Si chiude con un’assoluzione piena la vicenda giudiziaria che ha coinvolto Mattia Lucarelli, figlio dell’ex attaccante e attuale allenatore della Pistoiese Cristiano Lucarelli, e il collega Federico Apolloni. La Corte d’Appello di Milano ha infatti ribaltato la sentenza di primo grado, assolvendo entrambi - insieme ad altri tre imputati - dall’accusa di violenza sessuale di gruppo.

I giudici della prima sezione penale d’appello hanno pronunciato la formula più ampia, “il fatto non sussiste”, cancellando così le condanne inflitte in primo grado, che andavano dai 2 anni e 5 mesi ai 3 anni e 7 mesi. I fatti contestati risalivano alla notte tra il 26 e il 27 marzo 2022 e riguardavano una studentessa statunitense di 24 anni.

Per Lucarelli jr, calciatore cresciuto calcisticamente lontano dai riflettori del padre ma inevitabilmente legato al suo cognome, si tratta di una svolta totale dopo anni complessi anche sul piano personale e professionale. Le motivazioni della sentenza saranno depositate entro 90 giorni, ma intanto il verdetto di secondo grado segna un punto fermo nella vicenda.
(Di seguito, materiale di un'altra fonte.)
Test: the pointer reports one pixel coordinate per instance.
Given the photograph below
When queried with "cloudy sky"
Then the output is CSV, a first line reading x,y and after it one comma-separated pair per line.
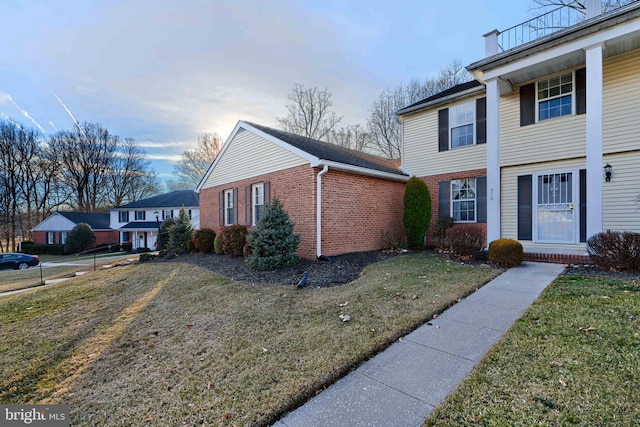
x,y
164,71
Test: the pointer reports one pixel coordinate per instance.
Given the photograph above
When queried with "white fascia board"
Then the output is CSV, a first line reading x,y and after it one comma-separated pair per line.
x,y
235,130
363,171
280,143
564,49
444,100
All’uscita dal Tribunale di Milano non è mancata la reazione, forte e sopra le righe, di Cristiano Lucarelli. L’ex bomber amaranto ha sfogato tutta la tensione accumulata in questi anni, urlando contro i presenti: “Per quattro anni ci avete infamato”. Parole dure, pronunciate in un clima di grande emozione, tra abbracci e manifestazioni di gioia da parte dei familiari degli imputati.
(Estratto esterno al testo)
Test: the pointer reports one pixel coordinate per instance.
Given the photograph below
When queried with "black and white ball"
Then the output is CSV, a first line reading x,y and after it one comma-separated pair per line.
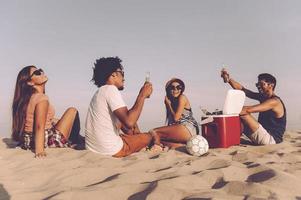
x,y
197,145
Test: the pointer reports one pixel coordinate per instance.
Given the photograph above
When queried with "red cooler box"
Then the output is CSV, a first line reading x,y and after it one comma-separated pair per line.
x,y
223,131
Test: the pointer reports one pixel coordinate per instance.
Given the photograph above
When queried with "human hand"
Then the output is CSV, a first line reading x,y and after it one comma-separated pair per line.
x,y
225,75
146,90
167,101
244,111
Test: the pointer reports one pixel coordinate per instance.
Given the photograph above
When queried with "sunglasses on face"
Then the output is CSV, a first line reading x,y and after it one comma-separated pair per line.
x,y
261,84
178,87
37,72
121,72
Soddisfazione anche nelle parole della difesa: “È l’esito che ci aspettavamo - ha dichiarato l’avvocato Leonardo Cammarata -. I processi vanno accettati, ma in questo caso la decisione è andata nella direzione della giustizia”. Una vicenda delicata, che ha inevitabilmente inciso anche sul percorso dei giovani coinvolti, e che ora trova un epilogo diverso rispetto al primo grado, restituendo piena assoluzione ai protagonisti.